There are two types of abuse—physical and mental. I don’t know which one is the worst. So bro-law was abusing my sister mentally. I thought she was going to lose her mind but it was he who finally lost his. She got out of that relationship but not before he had a brief encounter with “Smith and Wesson”. In court the Judge asked Ms. Quiet One, did you pull a gun on this man to which she quietly replied, “no sir, Ya Honor”. The last time I heard of my ex bro- law’s whereabouts he had crossed the border into Canada.

Domestic Violence is a very serious matter. It is not my intent to make light of the matter but to draw you into reality and options for escape. What the Gadson girls had at their disposal were family and education. Our parents set high standards for us. We were taught that we were just as good as the next person and get a good education “so we could take care of ourselves”.

It’s important that you stay in touch with family and friends. An early sign of abuse is isolation. Do not allow an abuser to isolate you from your family and friends. Oftentimes, an abuser don’t want you to work just to keep you locked away so no one will know what’s going on. Too many persons remain in abusive relationships because they have no family support or finances to become independent of the abuser.

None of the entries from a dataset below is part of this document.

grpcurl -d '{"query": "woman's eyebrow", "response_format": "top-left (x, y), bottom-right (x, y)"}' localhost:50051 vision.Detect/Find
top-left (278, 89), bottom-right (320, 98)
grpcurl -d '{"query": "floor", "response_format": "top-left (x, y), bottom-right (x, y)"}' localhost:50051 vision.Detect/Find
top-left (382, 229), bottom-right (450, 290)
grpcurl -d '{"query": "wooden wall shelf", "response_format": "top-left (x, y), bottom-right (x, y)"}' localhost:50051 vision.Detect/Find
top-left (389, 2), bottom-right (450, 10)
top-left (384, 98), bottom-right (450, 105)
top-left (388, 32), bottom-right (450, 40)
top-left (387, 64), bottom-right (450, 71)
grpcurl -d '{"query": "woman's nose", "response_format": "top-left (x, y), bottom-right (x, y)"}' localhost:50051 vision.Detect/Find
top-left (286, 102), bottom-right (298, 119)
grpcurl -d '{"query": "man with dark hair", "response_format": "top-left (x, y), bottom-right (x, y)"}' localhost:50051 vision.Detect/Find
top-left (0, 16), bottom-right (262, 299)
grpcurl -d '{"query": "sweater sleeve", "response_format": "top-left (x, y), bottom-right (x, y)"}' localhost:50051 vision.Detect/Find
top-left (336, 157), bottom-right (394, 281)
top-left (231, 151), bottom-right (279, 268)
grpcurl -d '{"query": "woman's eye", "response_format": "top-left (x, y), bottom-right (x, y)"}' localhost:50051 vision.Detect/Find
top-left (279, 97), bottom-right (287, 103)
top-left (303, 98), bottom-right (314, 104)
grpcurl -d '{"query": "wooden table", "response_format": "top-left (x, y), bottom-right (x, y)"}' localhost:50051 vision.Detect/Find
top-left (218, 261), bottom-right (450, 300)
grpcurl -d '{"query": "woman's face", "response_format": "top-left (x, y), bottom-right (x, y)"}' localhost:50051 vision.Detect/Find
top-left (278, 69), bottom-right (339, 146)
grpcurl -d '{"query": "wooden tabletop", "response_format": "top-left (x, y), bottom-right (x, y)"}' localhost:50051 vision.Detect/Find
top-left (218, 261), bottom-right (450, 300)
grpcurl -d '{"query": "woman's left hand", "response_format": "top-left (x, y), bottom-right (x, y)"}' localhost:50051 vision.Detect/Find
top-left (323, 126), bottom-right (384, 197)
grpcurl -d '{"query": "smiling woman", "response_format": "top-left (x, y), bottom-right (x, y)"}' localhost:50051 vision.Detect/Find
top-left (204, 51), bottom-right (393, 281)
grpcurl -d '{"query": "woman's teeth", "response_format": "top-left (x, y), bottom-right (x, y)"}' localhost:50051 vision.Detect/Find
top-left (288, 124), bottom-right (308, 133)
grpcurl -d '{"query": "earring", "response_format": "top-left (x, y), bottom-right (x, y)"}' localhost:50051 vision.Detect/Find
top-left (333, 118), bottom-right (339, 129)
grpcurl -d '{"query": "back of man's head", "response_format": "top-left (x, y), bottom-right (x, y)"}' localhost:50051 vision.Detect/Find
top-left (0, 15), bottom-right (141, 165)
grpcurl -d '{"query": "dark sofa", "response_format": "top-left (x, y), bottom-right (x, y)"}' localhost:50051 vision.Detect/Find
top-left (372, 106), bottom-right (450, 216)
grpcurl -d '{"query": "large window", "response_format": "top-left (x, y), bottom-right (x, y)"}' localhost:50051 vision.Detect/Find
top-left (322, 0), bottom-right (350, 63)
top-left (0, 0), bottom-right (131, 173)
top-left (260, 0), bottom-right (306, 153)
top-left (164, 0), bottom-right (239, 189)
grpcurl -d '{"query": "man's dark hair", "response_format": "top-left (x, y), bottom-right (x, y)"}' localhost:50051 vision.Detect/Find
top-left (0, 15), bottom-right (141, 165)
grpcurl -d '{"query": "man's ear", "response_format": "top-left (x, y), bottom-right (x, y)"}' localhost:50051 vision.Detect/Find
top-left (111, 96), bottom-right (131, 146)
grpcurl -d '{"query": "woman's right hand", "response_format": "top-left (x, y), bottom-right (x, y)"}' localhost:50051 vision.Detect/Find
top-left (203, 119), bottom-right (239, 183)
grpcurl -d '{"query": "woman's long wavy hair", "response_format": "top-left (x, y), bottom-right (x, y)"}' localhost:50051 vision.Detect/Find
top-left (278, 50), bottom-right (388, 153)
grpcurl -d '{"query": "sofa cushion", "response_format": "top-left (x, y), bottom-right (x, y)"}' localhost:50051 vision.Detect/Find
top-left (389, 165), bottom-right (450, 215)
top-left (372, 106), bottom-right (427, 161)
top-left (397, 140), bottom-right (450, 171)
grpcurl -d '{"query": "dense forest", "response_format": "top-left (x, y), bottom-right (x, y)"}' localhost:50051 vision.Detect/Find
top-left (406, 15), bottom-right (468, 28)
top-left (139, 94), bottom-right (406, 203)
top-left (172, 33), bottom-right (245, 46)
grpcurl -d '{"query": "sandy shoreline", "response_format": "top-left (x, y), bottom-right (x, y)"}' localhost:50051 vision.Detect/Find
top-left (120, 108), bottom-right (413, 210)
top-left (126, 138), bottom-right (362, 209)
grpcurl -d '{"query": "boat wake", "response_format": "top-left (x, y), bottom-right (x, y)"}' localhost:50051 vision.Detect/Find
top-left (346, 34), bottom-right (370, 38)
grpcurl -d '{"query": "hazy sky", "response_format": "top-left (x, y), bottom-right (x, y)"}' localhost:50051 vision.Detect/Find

Malakia was only 26 years old. She had her whole life ahead of her until her baby’s father stabbed her to death. By the grace of God, the baby survived the attack. Baby Miracle, will never get to know her mother. She will be raised by relatives.

So, for all of the Davids out there, you can change. If you feel overwhelmed by the stresses of the world, get help. You either accept your mate as they are, or move on. You raise children not adults. As painful as it may be, you must accept that when someone says it’s over, it’s over. You can’t make someone love you or stay with you. That’s not love; that’s control.

South Carolina is ranked at the top of the list in Domestic Violence. This type of violence has got to stop. There is help and shelters if you feel you can’t safely walk away. The National Violence Hotline is 1-800-799-7233; South Carolina Hotline, 1-800-260-9293; Charleston, Berkeley and Dorchester Counties, My Sister’s House, 1-800-273-4673 or 843-747-4069 and Family Services, Inc., 843-744-2886.